Financial reporting is one of the primary duties of a financial accountant. By maintaining the integrity of the components of a financial statement, he can earn the trust of the investors and ensure that the company's assets are invested appropriately. But to maintain the reliability of the financial statements is not an easy job as the method to produce financial reports are always changing. Accounting has always been a reactive service, changing and developing to meet the practical needs created by the environment in which it operates.
Therefore, a financial accountant is always required to be skeptical and maintain a proactive approach when analyzing financial statements. A statement depicting a profit figure was always welcomed by investors until the Enron and WorldCom scandal. These scams highlight the issue that accounting numbers are acquiescent. And they are getting squishier as the use of estimates in the company account increases. This vulnerability of accounting figures puts investors' capital at risk by misleading them to unprofitable investment ventures.
Due to rapid changes in business operations accounting has shifted from simple tallying of cash transactions to "accrual accounting", where profits and expenses are recorded when incurred and forward-looking estimates are playing a critical role in measuring company profits. These estimates got a bigger boost when assets and liabilities were recorded at 'fair-value' rather than at historic cost. The argument was that fair-value numbers were up-to-date and more relevant than historic cost.

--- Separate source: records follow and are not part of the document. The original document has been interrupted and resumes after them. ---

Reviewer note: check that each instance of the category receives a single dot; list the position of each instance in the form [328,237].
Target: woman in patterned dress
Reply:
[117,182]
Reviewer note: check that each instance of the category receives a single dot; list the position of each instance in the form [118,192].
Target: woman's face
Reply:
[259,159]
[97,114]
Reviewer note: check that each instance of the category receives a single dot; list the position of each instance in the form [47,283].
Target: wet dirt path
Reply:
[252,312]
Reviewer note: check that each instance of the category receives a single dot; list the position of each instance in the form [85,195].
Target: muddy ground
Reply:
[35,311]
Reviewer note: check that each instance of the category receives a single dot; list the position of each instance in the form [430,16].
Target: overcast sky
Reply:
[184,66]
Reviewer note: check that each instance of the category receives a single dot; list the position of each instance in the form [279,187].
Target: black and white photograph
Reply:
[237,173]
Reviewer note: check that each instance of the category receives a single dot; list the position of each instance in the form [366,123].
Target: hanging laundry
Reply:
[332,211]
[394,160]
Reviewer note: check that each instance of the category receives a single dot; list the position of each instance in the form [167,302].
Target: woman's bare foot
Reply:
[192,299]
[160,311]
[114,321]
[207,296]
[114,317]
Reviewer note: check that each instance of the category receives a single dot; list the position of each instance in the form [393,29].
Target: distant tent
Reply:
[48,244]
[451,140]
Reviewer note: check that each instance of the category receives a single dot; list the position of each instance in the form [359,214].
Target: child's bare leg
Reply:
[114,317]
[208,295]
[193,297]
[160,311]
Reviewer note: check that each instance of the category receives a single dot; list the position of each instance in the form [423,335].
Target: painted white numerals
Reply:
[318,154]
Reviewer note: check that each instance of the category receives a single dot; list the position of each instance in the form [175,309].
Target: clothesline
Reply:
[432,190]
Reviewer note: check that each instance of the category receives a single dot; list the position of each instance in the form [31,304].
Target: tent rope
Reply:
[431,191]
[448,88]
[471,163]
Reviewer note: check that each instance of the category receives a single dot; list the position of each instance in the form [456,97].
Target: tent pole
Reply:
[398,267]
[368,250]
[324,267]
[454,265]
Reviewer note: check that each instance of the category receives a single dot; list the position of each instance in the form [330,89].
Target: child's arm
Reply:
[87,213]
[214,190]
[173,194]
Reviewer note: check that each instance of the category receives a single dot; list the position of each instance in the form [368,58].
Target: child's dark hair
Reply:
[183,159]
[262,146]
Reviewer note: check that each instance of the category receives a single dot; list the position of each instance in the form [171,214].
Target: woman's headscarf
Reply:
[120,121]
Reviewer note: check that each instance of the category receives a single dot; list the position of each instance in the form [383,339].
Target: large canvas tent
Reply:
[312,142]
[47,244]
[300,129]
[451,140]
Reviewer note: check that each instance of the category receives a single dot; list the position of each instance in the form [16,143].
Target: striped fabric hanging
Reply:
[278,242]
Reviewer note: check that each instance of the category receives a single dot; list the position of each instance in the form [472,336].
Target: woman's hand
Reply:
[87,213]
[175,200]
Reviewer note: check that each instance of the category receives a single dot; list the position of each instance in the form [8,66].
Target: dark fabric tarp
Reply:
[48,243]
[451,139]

But it also gave a precaution that heavier reliance on estimates might result in volatile profits. Post Enron scandal efforts were made by the both side of the Atlantic to urge companies utilize 'fair value' methods to value their assets and liabilities. In June, in its report, America's Securities and Exchange Commission, endorsed fair-value accounting, so that accounts are more simplified and reduce structuring of transactions by firms. However, critics still believe that estimates are still prone to manipulation.
Brauch Lev of New York University's Stern School of Business, and Siyi Li and Theodore Sougiannis, from the University of Illionis at Urbana-Champaign, in their study concluded that estimates, which they were expecting to improve the decision making of the managers by giving them a means to impart their forward-looking views, were not useful at all. In other words they were not reliable and did not really help investors to predict company's future earnings and cash flows.
The three analyzed 3,500-4,500 companies a year from 1988 to 2002 trying to "predict" future performance with five models in which historic cash flows and estimates were used to different degrees. The trio concluded that cash flows gave a robust future prediction, but when estimates were added they got little help in predicting future performance. Mr. Lev blamed the fast-changing, complex world, and earning manipulation for the difficulty of making a good estimate.